The opening of Trout National - The Reserve put a private, high-end golf project in Millville squarely on Cumberland County’s map, but it also sharpened the question local residents will care about most: what does a gated club built for national buzz mean for a place that lives with the traffic, land use and economic spillover every day?
The course officially opened April 15 after preview play began last fall, bringing to life a project developed by Mike Trout and local partner John Ruga on more than 280 acres in Trout’s South Jersey hometown area. Designed by Tiger Woods’ TGR Design team, with Woods and chief design director Beau Welling tied to the routing, the par 72 layout can be stretched to more than 7,500 yards.
That combination has already made the club one of the most hyped new courses in recent memory, and the setting explains why. Reporting places the property in Millville and Vineland, in a part of Cumberland County where large tracts of land still shape development decisions as much as any downtown zoning plan. Golf Course Architecture said the site sits on former silica sand mine land transitioning to farmland, a reminder that the opening is as much a land-use story as a sports one.
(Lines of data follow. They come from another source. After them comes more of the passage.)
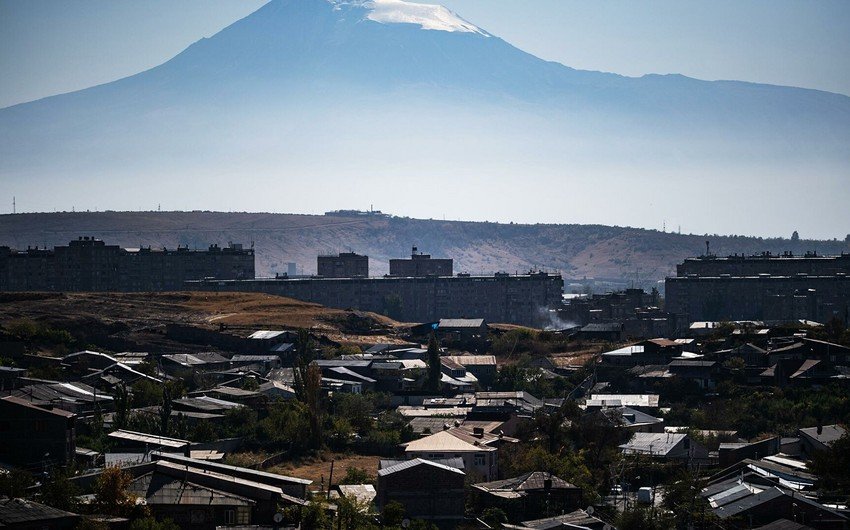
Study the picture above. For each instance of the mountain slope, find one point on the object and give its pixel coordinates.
(629, 255)
(322, 104)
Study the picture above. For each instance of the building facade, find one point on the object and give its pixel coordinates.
(521, 299)
(89, 264)
(765, 287)
(343, 265)
(420, 265)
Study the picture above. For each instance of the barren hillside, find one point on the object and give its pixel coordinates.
(137, 321)
(578, 251)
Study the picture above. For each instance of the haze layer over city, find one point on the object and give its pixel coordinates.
(387, 265)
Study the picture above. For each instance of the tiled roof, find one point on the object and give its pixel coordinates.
(535, 480)
(14, 512)
(652, 443)
(461, 323)
(410, 464)
(445, 442)
(27, 404)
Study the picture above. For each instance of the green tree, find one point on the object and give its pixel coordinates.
(832, 466)
(146, 393)
(355, 475)
(354, 515)
(641, 518)
(165, 410)
(435, 368)
(122, 407)
(494, 517)
(314, 516)
(112, 495)
(393, 514)
(59, 492)
(15, 483)
(149, 523)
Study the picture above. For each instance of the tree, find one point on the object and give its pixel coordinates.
(14, 483)
(354, 514)
(832, 466)
(393, 514)
(355, 475)
(122, 407)
(165, 410)
(60, 493)
(149, 523)
(435, 368)
(312, 398)
(640, 518)
(494, 517)
(111, 493)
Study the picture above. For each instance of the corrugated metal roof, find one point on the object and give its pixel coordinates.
(629, 400)
(24, 403)
(474, 360)
(15, 512)
(410, 464)
(265, 334)
(652, 443)
(445, 442)
(460, 323)
(150, 439)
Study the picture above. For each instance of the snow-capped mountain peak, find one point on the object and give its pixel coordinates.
(427, 16)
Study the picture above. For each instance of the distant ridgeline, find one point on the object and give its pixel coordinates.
(88, 264)
(765, 287)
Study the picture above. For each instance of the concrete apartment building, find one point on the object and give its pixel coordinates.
(343, 265)
(504, 298)
(89, 264)
(420, 265)
(763, 287)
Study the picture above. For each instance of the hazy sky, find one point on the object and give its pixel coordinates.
(49, 47)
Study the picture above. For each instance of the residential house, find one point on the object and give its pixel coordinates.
(483, 367)
(480, 457)
(752, 500)
(576, 520)
(32, 436)
(675, 447)
(819, 438)
(24, 514)
(529, 496)
(427, 490)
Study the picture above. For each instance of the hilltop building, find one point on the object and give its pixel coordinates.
(765, 287)
(420, 265)
(499, 298)
(89, 264)
(343, 265)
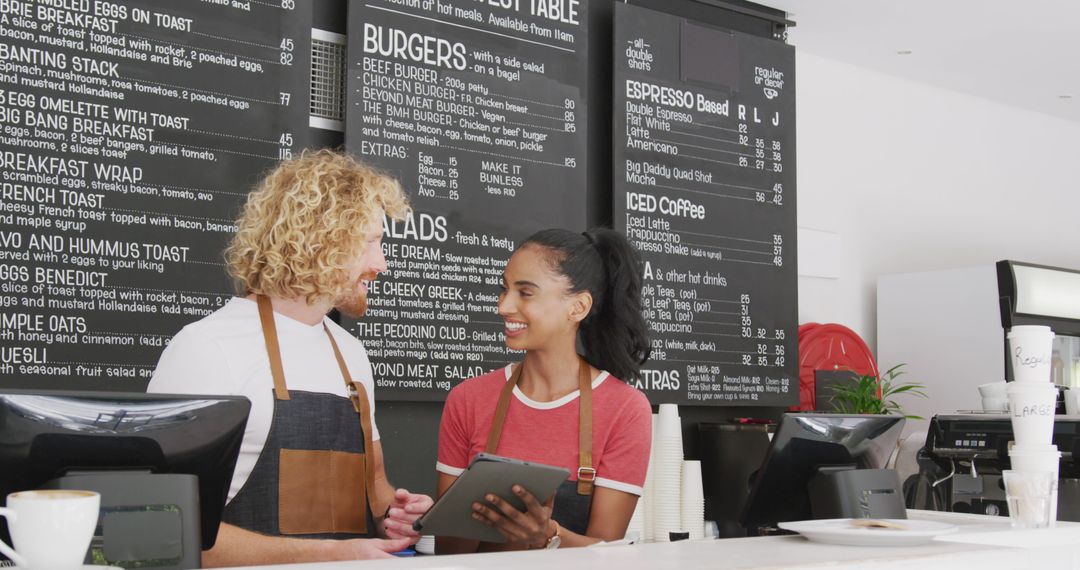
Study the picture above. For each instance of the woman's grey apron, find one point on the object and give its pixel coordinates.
(312, 478)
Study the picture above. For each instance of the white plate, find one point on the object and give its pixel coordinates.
(840, 531)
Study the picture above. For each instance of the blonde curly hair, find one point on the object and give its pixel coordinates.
(305, 224)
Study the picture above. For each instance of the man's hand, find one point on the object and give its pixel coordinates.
(531, 528)
(403, 512)
(364, 548)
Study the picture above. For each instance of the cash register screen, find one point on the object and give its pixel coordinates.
(49, 434)
(802, 445)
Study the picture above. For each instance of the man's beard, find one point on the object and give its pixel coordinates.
(353, 302)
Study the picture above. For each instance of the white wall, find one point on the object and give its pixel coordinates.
(912, 177)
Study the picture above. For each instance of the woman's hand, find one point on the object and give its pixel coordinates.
(403, 512)
(532, 528)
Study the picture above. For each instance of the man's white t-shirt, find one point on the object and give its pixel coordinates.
(225, 353)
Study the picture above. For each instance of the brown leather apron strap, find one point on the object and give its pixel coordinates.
(500, 410)
(270, 336)
(359, 396)
(586, 475)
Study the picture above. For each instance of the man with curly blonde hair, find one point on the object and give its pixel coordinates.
(310, 483)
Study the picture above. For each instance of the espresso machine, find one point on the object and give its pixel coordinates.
(961, 463)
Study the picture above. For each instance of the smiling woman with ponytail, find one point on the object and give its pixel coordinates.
(561, 290)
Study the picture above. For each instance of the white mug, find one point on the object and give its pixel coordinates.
(50, 529)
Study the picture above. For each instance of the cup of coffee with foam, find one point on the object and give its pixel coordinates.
(50, 529)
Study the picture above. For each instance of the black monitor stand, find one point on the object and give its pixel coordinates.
(147, 520)
(850, 492)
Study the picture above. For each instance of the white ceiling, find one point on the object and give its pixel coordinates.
(1024, 53)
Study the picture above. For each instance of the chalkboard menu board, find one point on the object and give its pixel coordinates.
(704, 188)
(478, 109)
(131, 133)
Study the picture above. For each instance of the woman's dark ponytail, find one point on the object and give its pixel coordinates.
(602, 261)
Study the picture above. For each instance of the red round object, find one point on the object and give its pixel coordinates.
(828, 347)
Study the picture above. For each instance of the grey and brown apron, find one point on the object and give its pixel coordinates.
(574, 500)
(313, 477)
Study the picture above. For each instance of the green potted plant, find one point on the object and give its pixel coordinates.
(871, 394)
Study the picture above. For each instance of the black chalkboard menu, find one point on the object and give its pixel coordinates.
(704, 188)
(478, 109)
(131, 133)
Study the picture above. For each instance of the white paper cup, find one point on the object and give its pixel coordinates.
(993, 390)
(1029, 459)
(1031, 408)
(1072, 402)
(1030, 348)
(1029, 496)
(51, 530)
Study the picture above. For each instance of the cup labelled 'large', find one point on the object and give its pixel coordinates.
(1030, 349)
(1031, 406)
(52, 529)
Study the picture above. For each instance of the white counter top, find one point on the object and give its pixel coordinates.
(982, 542)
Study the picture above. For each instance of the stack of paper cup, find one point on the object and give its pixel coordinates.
(1030, 349)
(667, 474)
(1033, 406)
(994, 396)
(1026, 459)
(1072, 402)
(693, 500)
(650, 485)
(1033, 402)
Trout National is private and invitation-only, which means the economic benefit will likely be concentrated in a narrow circle of members, guests and staff rather than in broad public access. Still, the club’s own website is already handling membership, media and employment inquiries, a sign that the operation is moving from construction and preview rounds into full-scale business mode.

For Millville and nearby Vineland, the most immediate effects may be practical. A destination course of this scale can bring outside spending into hotels, restaurants and service businesses across South Jersey, while also adding vehicle traffic on the roads leading to the property. Whether that spending outpaces the exclusivity of the club will be the central test for residents who want more than celebrity cachet from the project.
Trout, Woods, Welling and Ruga have created a course designed to attract serious golfers looking for a luxury experience behind the gates. For Cumberland County, the challenge now is whether Trout National becomes a meaningful local asset as well as a national talking point, or whether its biggest benefits stay mostly inside the clubhouse.